Wadhaha, die Buchhalterin der Gruppe, zeigt aufgeregt ihr Geschäftsbuch. "Nachdem wir die Kosten von den Einnahmen abgezogen haben, können wir mit unserem Einkommen unsere Kinder zu versorgen und sogar ältere Familienmitglieder unterstützen“. Der Schichtbetrieb in der Bäckerei erlaubt den Frauen, auch weiterhin der Arbeit im Haushalt nachzukommen.
Über die letzten zwei Jahre haben die Bäckerinnen durch die Unterstützung von WFP Fortbildungen zu Ernährung, dem Anbau von Gemüse und der Zubereitung von Essen für den Verkauf erhalten.
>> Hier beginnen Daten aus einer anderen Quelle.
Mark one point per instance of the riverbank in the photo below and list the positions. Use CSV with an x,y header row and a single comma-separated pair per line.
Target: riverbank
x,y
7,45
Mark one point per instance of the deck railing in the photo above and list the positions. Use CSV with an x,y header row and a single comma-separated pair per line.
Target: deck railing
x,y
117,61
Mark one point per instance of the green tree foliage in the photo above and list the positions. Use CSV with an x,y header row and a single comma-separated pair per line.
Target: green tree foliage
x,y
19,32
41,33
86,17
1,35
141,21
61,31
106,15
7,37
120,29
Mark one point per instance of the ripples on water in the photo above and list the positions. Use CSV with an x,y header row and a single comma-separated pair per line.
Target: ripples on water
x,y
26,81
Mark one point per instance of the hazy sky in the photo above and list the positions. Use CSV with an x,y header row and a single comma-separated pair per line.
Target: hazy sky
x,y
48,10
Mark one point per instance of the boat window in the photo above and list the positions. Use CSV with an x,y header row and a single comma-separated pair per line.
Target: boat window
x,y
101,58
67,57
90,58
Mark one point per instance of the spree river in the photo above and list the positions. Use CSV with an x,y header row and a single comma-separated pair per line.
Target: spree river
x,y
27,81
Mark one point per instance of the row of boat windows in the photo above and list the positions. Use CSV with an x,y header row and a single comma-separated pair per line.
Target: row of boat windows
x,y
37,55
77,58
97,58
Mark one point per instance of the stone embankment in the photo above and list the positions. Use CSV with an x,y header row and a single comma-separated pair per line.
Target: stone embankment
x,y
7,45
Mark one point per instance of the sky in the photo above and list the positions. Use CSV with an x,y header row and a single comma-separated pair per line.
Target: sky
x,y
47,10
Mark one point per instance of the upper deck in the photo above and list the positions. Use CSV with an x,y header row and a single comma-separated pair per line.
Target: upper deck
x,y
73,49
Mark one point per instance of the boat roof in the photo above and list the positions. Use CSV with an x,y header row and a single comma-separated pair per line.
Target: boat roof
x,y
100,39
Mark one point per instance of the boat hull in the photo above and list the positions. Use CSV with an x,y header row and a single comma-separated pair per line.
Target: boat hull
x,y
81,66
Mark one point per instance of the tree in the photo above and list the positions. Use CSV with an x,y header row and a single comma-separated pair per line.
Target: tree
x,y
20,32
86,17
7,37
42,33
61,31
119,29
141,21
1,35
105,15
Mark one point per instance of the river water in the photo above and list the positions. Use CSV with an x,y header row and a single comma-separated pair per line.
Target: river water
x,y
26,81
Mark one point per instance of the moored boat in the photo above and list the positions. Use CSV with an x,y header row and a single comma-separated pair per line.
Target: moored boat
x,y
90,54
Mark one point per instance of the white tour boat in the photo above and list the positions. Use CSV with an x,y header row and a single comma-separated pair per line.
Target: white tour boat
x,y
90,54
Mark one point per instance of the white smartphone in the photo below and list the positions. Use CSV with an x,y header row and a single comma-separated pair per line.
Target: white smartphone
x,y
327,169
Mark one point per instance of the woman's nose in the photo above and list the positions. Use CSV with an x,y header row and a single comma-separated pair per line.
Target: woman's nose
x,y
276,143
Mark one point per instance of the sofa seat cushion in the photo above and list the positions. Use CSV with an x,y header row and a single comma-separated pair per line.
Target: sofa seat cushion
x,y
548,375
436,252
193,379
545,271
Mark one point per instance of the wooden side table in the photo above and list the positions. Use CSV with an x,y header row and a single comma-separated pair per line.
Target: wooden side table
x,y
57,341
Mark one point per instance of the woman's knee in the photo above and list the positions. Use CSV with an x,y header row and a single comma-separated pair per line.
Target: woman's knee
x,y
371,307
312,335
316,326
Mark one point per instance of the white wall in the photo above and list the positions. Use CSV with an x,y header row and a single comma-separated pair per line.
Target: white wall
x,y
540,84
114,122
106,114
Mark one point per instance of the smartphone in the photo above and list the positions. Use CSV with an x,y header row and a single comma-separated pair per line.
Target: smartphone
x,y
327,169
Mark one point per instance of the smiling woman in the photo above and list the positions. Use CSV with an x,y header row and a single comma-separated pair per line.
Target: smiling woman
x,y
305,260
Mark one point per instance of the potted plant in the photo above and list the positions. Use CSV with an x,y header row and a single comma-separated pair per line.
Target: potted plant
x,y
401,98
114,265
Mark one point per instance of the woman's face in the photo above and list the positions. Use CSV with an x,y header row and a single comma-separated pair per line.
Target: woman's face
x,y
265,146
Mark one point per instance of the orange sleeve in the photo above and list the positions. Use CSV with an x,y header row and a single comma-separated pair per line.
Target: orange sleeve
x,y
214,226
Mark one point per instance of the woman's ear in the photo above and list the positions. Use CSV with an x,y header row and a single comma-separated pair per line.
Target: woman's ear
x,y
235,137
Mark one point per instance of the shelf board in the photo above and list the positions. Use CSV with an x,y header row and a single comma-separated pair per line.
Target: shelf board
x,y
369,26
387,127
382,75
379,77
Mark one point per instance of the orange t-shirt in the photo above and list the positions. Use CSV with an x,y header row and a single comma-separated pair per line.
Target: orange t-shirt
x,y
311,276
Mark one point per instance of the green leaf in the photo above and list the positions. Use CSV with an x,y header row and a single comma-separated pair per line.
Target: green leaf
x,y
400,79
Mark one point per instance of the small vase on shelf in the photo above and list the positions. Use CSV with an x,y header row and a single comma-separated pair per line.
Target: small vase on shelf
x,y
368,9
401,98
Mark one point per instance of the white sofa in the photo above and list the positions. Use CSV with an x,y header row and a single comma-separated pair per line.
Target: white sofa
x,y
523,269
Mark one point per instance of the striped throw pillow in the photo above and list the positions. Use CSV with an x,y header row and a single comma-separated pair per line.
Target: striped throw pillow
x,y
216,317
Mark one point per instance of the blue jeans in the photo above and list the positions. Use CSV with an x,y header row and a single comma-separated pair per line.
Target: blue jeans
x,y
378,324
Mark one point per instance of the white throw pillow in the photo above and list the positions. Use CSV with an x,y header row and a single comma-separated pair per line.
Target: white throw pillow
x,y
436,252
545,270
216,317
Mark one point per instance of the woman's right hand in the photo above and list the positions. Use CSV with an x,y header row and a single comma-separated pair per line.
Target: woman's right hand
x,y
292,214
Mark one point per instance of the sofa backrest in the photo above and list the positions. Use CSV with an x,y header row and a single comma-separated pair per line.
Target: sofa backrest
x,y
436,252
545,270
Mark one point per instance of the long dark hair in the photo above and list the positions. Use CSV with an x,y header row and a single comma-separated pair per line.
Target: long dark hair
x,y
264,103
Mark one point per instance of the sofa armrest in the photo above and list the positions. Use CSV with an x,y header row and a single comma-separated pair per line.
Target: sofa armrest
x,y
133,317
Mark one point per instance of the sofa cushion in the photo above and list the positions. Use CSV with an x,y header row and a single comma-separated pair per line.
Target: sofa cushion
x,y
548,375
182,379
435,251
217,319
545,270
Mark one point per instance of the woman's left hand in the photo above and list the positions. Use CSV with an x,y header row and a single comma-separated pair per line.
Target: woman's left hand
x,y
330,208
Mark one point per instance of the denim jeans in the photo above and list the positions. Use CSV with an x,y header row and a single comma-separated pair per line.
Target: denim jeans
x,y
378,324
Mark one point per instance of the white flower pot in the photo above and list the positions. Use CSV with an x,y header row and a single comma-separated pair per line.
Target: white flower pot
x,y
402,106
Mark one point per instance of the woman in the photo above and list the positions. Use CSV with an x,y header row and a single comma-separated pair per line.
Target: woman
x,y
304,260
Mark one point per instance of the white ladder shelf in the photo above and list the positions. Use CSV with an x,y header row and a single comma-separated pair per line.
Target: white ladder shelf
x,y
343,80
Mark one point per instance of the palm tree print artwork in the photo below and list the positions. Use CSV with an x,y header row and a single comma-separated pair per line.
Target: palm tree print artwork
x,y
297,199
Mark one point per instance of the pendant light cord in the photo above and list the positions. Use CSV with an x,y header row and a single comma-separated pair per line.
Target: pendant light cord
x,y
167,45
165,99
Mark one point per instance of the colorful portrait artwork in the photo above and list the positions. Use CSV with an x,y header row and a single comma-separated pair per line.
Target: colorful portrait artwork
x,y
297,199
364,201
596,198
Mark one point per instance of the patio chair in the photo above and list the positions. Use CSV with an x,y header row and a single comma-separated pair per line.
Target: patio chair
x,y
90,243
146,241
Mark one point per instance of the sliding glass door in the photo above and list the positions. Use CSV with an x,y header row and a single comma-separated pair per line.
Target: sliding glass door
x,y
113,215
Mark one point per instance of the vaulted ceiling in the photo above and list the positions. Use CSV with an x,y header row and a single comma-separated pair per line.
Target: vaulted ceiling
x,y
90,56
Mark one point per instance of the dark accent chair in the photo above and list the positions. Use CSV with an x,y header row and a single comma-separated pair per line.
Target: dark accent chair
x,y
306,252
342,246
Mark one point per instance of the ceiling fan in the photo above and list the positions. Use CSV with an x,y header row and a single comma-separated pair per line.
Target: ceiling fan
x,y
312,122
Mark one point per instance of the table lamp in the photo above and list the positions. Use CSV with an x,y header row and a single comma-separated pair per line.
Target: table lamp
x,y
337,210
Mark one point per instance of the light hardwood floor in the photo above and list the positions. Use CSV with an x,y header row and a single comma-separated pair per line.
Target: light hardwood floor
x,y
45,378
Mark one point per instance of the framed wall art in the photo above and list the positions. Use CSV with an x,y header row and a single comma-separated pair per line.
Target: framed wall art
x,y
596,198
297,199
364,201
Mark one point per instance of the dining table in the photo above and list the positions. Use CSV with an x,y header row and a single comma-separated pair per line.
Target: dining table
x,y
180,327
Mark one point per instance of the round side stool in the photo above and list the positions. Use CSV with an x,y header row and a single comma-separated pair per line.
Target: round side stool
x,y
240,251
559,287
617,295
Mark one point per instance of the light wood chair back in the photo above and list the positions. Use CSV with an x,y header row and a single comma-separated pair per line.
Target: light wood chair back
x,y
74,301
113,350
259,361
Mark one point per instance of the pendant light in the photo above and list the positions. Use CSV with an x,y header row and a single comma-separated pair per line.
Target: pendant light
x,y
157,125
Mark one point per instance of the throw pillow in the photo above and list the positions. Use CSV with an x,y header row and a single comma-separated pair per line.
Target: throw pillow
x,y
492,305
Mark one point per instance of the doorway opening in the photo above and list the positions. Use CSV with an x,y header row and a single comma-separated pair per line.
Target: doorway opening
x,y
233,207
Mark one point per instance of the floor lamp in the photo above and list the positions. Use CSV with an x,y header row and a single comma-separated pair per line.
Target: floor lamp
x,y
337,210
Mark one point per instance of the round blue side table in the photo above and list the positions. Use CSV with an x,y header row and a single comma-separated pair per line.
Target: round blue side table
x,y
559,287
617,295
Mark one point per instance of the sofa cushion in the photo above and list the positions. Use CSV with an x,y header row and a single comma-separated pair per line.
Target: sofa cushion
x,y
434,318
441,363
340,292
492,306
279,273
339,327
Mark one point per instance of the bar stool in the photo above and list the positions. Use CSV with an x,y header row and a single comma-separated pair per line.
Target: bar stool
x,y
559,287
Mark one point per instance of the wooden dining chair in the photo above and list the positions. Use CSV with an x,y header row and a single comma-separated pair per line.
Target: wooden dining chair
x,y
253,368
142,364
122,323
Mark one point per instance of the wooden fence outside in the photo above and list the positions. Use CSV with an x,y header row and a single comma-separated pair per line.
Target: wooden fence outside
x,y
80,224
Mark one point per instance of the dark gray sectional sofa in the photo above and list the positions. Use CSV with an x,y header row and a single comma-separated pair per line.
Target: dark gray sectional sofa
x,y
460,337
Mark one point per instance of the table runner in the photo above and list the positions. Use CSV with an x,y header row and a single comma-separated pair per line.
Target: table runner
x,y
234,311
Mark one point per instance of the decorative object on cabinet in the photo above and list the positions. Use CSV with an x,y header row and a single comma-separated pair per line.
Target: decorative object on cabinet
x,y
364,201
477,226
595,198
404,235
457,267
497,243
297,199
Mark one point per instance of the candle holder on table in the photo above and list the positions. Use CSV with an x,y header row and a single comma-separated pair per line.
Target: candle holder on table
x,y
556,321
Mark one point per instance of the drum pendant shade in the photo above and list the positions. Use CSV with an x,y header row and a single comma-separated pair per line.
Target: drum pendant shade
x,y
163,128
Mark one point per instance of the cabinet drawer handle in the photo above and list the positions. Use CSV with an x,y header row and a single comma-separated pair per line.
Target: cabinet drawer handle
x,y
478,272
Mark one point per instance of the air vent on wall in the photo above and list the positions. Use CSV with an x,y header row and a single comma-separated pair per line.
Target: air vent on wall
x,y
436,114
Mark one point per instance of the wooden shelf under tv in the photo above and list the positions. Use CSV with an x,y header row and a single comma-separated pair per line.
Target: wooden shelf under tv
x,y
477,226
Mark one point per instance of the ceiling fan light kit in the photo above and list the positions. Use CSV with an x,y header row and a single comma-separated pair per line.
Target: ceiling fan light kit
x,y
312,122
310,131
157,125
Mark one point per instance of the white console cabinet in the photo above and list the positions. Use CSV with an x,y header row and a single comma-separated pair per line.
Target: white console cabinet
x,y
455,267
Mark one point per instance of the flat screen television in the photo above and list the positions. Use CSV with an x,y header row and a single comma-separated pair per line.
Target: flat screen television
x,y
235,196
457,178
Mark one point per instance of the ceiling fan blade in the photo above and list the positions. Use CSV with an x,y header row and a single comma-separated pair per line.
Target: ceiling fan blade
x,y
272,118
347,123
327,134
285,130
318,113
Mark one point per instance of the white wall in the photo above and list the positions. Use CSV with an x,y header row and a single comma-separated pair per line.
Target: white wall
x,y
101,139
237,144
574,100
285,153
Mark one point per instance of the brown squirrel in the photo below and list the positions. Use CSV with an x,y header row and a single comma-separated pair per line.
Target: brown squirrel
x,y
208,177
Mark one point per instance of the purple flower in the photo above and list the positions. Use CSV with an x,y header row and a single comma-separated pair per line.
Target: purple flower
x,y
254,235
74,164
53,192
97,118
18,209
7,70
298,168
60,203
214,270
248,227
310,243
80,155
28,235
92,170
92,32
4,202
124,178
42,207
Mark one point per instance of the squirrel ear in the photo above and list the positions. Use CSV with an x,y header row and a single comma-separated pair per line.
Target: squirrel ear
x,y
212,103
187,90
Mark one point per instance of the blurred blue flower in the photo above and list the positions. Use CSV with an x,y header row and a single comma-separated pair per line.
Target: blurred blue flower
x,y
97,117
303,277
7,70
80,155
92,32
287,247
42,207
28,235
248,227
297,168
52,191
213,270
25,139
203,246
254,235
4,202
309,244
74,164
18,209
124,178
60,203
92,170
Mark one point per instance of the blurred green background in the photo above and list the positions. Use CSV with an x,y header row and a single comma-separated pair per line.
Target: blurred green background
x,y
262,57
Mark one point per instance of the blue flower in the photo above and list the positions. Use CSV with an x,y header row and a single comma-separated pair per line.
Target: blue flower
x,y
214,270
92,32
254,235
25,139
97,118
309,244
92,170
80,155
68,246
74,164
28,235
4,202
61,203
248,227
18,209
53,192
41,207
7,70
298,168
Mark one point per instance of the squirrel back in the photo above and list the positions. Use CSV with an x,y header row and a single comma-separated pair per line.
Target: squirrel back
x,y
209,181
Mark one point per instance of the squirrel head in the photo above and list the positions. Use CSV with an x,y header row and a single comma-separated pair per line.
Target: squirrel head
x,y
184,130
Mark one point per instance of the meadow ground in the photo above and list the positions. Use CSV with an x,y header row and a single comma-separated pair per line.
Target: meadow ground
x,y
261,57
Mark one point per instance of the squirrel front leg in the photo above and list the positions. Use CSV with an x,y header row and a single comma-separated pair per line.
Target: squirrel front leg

Einige der Frauen lernten, wie sie Marmelade aus den frischen Früchten aus ihrem Garten herstellen können. „Ich habe in diesen Kursen viel gelernt“ sagt Raghad. „Techniken, die ich bei der Arbeit anwenden kann.“
Im Rahmen des Ninewa-Projekts, das in Zusammenarbeit mit WFP, dem NGO-Partner Samaritan's Purse und den örtlichen Behörden durchgeführt wird, erwarben die Frauen auch betriebswirtschaftliche Kenntnisse, die für die Gründung und Führung ihrer Bäckerei entscheidend waren. Dazu gehört Buchhaltung, Gewinn- und Verlustrechnung, Marketing, Essenshygiene und wie traditionelle Backwaren hergestellt und verkauft werden können, für die es einen stetigen Bedarf gibt.
Wenn sie gefragt werde, was für weitere Unterstützung sie brauchen, sagt Vikra mit einem Lächeln: „Einen größeren Ofen! Wir bekommen mehr Aufträge von unserer Gemeinde für Süßwaren und wir können so mehr backen.“ Die Backwaren überstehen den ultimativen Geschmacktest, wenn Raghads Tochter auftaucht, sich ein Stücke Samoun schnappt und schnell wegrennt, bevor ihre Mutter sie fassen kann.
Jeden Monat hilft WFP bis zu 712.000 Menschen im Irak zu einer Zeit, in der Familien und Binnenvertriebene darum kämpfen, trotzt der Folgen des Konflikts und des Klimawandels ihre Grundbedürfnisse zu versorgen.